Now-retired Eugene Sheehy made the comments despite admitting the rate was “not justifiable, period”, and there was “no way you could tell anyone on the streets”.
He said he received €940,000, stressing it was “not a million” in 2006 and 2007, in addition to a €1.3m bonus.
He said four executives shared a €6m pot during the same years, but while the figures are “very high”, officials weren’t “banging on the door saying ‘I want more money’.”
He described his salary as “one of the lowest” among CEOs and rejected suggestions the rates were linked to loans.
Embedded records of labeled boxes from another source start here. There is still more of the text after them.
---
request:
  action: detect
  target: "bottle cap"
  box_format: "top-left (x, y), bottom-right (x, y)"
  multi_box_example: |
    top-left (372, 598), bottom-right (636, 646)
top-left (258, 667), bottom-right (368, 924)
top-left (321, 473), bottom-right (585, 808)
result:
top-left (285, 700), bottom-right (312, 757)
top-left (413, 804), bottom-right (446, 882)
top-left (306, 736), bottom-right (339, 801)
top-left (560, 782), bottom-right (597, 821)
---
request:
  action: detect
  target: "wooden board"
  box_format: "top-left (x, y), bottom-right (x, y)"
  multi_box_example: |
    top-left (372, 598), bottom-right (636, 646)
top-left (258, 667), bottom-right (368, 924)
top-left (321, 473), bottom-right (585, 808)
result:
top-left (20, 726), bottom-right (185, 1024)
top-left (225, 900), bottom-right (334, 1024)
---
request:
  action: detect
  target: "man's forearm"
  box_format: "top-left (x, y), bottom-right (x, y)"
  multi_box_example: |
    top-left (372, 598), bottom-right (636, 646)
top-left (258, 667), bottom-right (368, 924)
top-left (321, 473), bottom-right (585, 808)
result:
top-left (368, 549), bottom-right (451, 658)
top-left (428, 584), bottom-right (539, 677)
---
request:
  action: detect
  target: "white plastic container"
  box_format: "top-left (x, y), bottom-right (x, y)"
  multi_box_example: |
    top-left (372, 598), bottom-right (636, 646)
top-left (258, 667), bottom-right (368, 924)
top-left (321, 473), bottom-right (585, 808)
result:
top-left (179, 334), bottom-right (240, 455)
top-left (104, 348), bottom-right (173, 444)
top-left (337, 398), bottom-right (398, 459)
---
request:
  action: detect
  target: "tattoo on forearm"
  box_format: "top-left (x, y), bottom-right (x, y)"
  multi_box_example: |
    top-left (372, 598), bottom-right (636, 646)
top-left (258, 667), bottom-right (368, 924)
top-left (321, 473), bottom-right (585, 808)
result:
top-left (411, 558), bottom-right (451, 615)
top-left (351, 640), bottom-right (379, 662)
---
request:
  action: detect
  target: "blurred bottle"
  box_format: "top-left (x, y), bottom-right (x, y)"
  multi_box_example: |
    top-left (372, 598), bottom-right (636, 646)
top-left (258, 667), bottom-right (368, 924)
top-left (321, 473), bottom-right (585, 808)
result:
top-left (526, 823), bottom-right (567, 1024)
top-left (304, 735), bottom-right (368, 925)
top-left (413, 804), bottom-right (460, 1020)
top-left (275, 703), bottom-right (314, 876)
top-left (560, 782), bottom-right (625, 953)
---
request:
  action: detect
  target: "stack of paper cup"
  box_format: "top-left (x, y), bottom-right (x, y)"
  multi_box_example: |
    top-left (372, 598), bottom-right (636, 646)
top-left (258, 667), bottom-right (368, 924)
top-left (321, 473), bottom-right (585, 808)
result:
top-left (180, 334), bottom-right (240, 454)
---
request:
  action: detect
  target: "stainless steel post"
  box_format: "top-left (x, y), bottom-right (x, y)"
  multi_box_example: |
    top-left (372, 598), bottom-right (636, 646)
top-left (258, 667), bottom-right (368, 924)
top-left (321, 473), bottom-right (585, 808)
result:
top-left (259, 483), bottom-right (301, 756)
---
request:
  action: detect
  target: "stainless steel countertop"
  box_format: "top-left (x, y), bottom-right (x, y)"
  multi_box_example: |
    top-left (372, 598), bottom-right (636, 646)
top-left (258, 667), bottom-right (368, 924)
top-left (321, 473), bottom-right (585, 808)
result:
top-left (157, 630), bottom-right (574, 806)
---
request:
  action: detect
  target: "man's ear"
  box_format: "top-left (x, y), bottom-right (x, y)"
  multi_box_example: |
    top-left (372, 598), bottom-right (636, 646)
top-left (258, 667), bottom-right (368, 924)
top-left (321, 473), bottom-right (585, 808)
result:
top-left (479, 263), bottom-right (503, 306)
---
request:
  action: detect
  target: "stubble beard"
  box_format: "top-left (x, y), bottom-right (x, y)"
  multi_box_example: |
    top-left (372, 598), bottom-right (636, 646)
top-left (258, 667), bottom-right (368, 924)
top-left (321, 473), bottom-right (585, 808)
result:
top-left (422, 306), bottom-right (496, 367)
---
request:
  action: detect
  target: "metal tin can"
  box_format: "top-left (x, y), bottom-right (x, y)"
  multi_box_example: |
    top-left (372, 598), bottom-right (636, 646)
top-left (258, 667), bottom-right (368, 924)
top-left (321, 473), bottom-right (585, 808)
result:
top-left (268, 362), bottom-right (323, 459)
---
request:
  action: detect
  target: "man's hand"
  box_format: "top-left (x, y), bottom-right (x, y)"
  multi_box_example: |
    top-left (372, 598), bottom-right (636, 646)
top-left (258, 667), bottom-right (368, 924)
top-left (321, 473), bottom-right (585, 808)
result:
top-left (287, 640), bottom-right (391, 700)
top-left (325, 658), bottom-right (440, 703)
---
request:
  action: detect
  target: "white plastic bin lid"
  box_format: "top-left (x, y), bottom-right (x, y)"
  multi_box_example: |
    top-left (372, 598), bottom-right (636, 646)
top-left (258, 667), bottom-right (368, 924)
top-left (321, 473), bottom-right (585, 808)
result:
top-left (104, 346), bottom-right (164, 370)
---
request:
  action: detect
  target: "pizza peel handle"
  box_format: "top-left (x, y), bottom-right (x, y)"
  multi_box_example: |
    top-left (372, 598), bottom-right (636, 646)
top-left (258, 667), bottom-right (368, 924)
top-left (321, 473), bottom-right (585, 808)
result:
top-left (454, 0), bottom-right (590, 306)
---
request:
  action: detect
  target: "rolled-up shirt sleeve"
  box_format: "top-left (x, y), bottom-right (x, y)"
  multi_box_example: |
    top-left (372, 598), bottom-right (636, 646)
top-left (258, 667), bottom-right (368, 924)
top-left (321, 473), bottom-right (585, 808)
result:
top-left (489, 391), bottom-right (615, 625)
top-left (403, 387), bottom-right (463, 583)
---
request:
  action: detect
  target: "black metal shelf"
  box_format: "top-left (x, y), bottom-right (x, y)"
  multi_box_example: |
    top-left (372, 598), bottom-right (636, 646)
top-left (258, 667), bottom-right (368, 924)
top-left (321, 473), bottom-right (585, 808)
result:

After confirming he took a “voluntary” cut to his €250,000 pension, he was asked if he would pay a contribution from his salary, responding “I pay my taxes”.
At a second hearing, current AIB chief David Duffy, who receives just over €400,000 and joined in 2011, said he was “surprised” the pay levels “were considered appropriate”.
He said a “deeply embedded culture” of the “lifestyle of working in a bank” was in place that saw bonuses, company cars, softer mortgage rules, attractive pensions, and other matters in contracts. While the bank has cut €250m from its total pay, he said “I don’t believe” moves to turn the focus of bankers towards customers “is complete and finished”.
The inquiry will this morning hear from former Bank of Ireland CEO Brian Goggin.